By Thomas Wakefield
A quick online search for “data scientist” reveals a wealth of sites that convey the growth of this profession, rank it as one of the most desirable careers, and accentuate the field’s value. As data science continues to flourish, it is increasingly important that mathematicians understand both the field itself, and the way in which college and university faculty train and prepare students for entry.
The PIC Math Workshop on Data Analytics exposed attendees to the techniques and software used in data analytics problems (particularly classification problems), which strengthened their understanding of data analytics and machine learning. Participants also learned how to identify data analysis projects and mentor undergraduate students on such projects.
Randy Paffenroth of WPI conducted tutorials on the use of Python and sample code to implement various supervised classification algorithms, particularly k-nearest neighbors, decision trees, support vector machines, and linear discriminant analysis. He emphasized the trade-off between bias and variance; stressed the importance of cross-validation in machine learning; and overviewed techniques to prepare data for machine learning, including construction of a validation set, principal component analysis, and bootstrapping. Participants worked in groups to implement a classification algorithm on a data set from the University of California, Irvine Machine Learning Repository.
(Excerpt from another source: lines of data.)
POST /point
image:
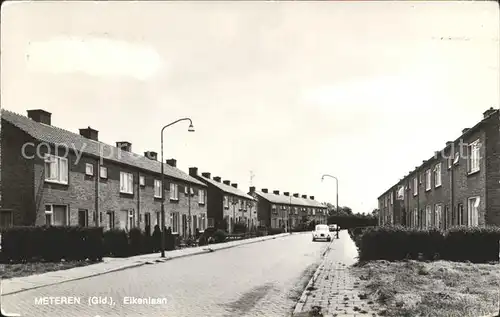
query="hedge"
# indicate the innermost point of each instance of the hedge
(394, 243)
(52, 244)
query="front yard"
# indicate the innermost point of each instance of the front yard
(441, 288)
(20, 270)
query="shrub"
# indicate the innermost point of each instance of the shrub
(47, 243)
(116, 243)
(219, 236)
(394, 243)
They presented their results and discussed pitfalls and issues that arose in their implementation of the algorithms on the given data. “The main focus of the PIC Math Workshop was to give everyone the opportunity to get their hands dirty working with real data, no matter their background,” Paffenroth said. “I thought that the team exercises were the most important part of the workshop, and I hope all of the attendees enjoyed them!”
Jonathan Nolis, director and lead of Insights and Analytics at Lenati, offered valuable advice for faculty interested in preparing and engaging students pursuing data analytics. “It’s great that PIC Math exists and math professors are getting more involved in data science,” he said. “These professors are receiving valuable training in the sorts of jobs available in industry and how to prepare students for them. As someone who frequently hires for analytics jobs, I value students who understand the connection between mathematics and industry.”
The workshop was but one activity of the PIC Math grant, which increases students’ awareness and pursuit of career options outside academia. The grant exposes students to real problems from business, industry, and government, and provides faculty with the support necessary to offer students these opportunities. More information about PIC Math can be found on the website.
Acknowledgments: The NSF supports the PIC Math program with NSF grant DMS-1345499.
Thomas Wakefield is a professor of mathematics and statistics at Youngstown State University and a fellow of the Society of Actuaries. With support from the PIC Math program and industrial sponsors, Wakefield runs undergraduate mathematics research courses that allow students the opportunity to work on problems originating from industry.